HERE THEN and NOW  

(Document of LCGA show)

Interactive video installation

2006

Camera, computer, plasma screen


The installation is placed in the existing Picture Gallery of LCGA.  The screen is inserted into the gallery as another picture.  The computer programme mixes a stream of moving images, previously recorded in the space, with live video coming directly from the same camera.  The mix of live and pre-recorded video is controlled by the presence of the visitor.  Approaching the camera/screen moves the fader towards live, while standing still  or moving away moves the slider towards pre-recorded events.  The visitor is constantly challenged to verify what is happening on the screen with what is happening in the space where he or she is standing.



HERE

(Document of LCGA show)

Interactive video installation

2006

Camera, computer, projector, IR lamps, amplifier, speakers


A dark mausoleum-like space is lit only by infrared light rendering it visible to the camera.  Live video from the camera is passed through a programme that filters only changing pixels.  The abstracted movement produced is then processed over several frames to give it a viscous quality.  This generates a live projection where movement emerges from a flat grey plane like a living sculptural relief.  The sound of a crowded room with a piano playing in the background, increasing in intensity when there is more activity, and fading away as activity decreases, articulates stillness and movement in the space.




THERE and THEN

(Extract)

2-channel Video Installation. 2006

2 projectors, 2 screens, amplifier, speakers


In September 2005 we spent two weeks in a tiny apartment in Yokohama, Japan, accompanied by our twin five year old girls, preparing an installation about a piano performance by our Japanese friend, Eriko Momotani.  We spent most of our day in the air conditioned flat, escaping the heat and humidity outside while Eriko practiced piano and the children played, seizing the piano any time Eriko was away from it.  This film is about those piano sessions in that small world in a city on the other side of the globe at the end of the summer 2005.  The installation, discrete visually, also creates the sound environment that subtly invades the whole Here There Now Then exhibition, complimented by the randomly generated piano notes emanating from the interactive installations.



HERE and THERE

(Document of LCGA show)

Interactive video installation

2006

Camera, computer, projector, amplifier, speakers


A computer program polarises and delays video data coming from the camera, generating a projection made up of negative and positive strata.  Both camera and projector are focused on the same projection space creating a closed circuit between captured and projected image.  A visitor's silhouette introduced into this circuit passes slowly through successive planes of black and white.  Generated by any movement or its projected resonance, a stream of piano notes articulates rhythms.







NOW

(Document of LCGA show)

Interactive video installation

2006

Camera, computer, projector, amplifier, speakers



The installation at rest appears as a projected rectangle of monochrome colour. The visitor’s outline, captured by camera, is translated by the computer programme into a series of drawing-like forms in the field of colour. The visitor’s movements influence the colour of the projection, pushing it through the whole spectral cycle. The same movements generate a live stream of piano notes, modulating the transformations of drawn forms and articulating the intensity of the movements of the visitor.

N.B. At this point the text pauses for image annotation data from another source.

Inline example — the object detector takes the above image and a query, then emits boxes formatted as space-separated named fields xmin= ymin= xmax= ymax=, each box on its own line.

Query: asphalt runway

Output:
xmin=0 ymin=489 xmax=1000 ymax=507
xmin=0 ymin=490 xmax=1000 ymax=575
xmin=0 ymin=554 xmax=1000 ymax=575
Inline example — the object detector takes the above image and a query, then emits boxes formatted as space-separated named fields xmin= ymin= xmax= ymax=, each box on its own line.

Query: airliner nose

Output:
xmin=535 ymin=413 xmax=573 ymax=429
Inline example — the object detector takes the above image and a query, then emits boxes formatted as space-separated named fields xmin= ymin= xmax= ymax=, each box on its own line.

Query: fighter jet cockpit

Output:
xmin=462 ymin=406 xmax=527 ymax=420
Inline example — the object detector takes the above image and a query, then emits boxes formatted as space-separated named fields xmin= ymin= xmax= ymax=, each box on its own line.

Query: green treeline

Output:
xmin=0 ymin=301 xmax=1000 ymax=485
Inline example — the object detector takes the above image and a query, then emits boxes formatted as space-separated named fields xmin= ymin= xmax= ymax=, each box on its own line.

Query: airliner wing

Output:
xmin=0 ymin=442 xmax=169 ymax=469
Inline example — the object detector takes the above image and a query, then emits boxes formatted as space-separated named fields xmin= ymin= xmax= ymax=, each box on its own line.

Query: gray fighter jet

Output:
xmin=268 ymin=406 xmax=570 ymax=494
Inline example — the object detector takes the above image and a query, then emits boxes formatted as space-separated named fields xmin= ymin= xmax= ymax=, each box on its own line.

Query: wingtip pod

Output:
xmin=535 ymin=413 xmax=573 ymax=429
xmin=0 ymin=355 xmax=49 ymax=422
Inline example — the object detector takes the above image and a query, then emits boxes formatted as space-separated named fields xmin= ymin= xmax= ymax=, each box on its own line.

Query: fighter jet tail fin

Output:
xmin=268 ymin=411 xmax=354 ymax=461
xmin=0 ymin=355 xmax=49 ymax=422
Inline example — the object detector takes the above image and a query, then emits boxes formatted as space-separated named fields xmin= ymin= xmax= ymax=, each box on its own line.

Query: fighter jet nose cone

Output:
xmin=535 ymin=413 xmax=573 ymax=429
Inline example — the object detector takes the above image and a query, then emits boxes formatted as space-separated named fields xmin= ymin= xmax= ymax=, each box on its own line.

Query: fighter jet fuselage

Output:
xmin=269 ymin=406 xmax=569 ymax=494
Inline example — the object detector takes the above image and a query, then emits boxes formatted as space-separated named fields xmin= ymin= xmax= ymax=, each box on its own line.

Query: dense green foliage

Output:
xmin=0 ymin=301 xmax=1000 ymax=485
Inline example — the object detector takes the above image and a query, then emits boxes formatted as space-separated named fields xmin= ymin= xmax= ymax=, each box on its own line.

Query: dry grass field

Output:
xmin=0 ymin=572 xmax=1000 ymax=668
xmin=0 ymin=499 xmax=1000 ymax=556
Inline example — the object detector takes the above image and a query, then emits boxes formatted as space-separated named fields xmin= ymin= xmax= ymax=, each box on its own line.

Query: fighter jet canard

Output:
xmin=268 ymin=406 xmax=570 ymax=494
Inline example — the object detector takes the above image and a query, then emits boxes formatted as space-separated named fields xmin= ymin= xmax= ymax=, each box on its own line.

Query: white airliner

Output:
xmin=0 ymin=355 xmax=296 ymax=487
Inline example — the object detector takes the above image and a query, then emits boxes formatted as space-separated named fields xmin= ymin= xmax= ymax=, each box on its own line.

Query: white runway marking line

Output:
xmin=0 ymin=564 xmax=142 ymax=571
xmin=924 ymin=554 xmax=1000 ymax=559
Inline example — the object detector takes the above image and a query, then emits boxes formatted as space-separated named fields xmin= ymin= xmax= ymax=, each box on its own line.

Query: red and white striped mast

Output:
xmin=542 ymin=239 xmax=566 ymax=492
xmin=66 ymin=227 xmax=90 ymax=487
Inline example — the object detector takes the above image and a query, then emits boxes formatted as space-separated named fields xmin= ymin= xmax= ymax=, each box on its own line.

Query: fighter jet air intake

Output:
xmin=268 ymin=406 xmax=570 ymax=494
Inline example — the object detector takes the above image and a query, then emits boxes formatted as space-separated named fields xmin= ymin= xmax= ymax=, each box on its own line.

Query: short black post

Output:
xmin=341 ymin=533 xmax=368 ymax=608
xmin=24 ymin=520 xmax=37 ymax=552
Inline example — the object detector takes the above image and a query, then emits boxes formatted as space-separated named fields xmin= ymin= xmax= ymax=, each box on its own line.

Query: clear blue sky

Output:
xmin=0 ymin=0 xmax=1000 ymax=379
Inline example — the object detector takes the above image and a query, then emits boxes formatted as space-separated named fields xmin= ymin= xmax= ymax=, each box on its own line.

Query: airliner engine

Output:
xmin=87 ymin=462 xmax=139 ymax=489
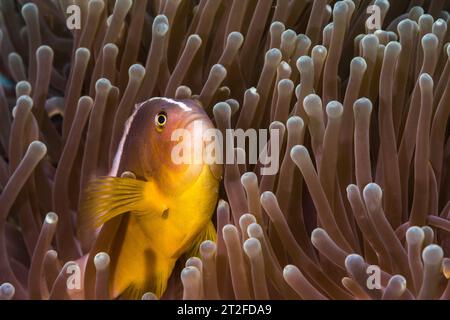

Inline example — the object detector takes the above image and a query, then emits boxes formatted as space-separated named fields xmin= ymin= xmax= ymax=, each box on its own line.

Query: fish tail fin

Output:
xmin=186 ymin=221 xmax=217 ymax=258
xmin=78 ymin=177 xmax=146 ymax=231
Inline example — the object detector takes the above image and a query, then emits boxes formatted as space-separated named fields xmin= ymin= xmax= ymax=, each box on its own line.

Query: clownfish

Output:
xmin=78 ymin=98 xmax=222 ymax=299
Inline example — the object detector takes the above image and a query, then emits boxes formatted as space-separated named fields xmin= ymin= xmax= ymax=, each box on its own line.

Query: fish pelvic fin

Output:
xmin=78 ymin=177 xmax=166 ymax=231
xmin=186 ymin=221 xmax=217 ymax=258
xmin=120 ymin=261 xmax=174 ymax=300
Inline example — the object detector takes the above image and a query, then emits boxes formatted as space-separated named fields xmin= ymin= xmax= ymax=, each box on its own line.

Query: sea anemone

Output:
xmin=0 ymin=0 xmax=450 ymax=300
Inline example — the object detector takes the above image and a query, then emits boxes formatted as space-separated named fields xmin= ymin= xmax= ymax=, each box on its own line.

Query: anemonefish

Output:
xmin=78 ymin=98 xmax=222 ymax=299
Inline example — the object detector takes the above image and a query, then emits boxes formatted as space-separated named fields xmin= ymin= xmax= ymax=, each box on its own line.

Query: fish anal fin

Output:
xmin=185 ymin=221 xmax=217 ymax=258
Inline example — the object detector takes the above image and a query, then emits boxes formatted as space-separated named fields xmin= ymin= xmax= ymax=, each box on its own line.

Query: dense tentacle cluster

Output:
xmin=0 ymin=0 xmax=450 ymax=299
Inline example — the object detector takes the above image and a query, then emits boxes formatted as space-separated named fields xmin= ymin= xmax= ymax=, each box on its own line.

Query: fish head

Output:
xmin=116 ymin=98 xmax=222 ymax=191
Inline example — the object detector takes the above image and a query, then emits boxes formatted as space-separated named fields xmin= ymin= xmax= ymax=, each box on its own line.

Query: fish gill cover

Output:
xmin=0 ymin=0 xmax=450 ymax=300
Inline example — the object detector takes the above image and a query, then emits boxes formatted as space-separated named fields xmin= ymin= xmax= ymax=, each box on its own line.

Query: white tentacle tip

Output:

In a variation used for the dance performance by John Hurley and Laura Murphy, the movements of the dancers generate more volatile reverberations in the field of colour.



NOW and THEN  

(Document of LCGA show)

Interactive video installation

2006

Camera, computer, projector, amplifier, speakers


Live video from the camera is passed through a programme separating the three streams of coloured light that make up the video image: red, green and blue.  The blue stream passes through unchanged, while the green and red stream are processed through a time delay.  The delay on the green stream changes cyclically between 0 and 75 frames, and on the red stream between 0 and 150 frames.  The cycles run parallel so that the three streams coincide at 0 and then diverge.  Anything in the space that does not move appears as full colour video, while moving things are separated into three streams of colour, receding from the present.  

Loss of understanding of time can lead to confusion in our understanding of space and vice versa.  The installation Here Then and Now demonstrates this phenomenon ingeniously.  The screen mixes live video (from a camera fixed on the visitor) with images from the same camera, previously recorded.  After a short while, our spatio-temporal landscape becomes blurred and we can no longer tell the real from the virtual.  A conflict occurs between perception and logic, and the mind no longer knows whether to believe the senses or the intellect.  Similar to the more common phenomenon of visual illusion, in this case the time-based illusion is a source of information on how our brain interprets and rationalises both endogenous and exogenous data.

The process of assimilating two sets of contradictory information does take place, but sometimes to the detriment of reliable information, undermining our solid capacities of perception.  The mind seems to prefer a subjective but erroneous interpretation that is reassuring, to an objective observation that is confusing.  An exterior reference point, no longer actual, supplants the gauge given by awareness of our own movements.  The spectator is hoodwinked by his own perception, which insists on integrating contradictory information, and can no longer distinguish the real from the virtual.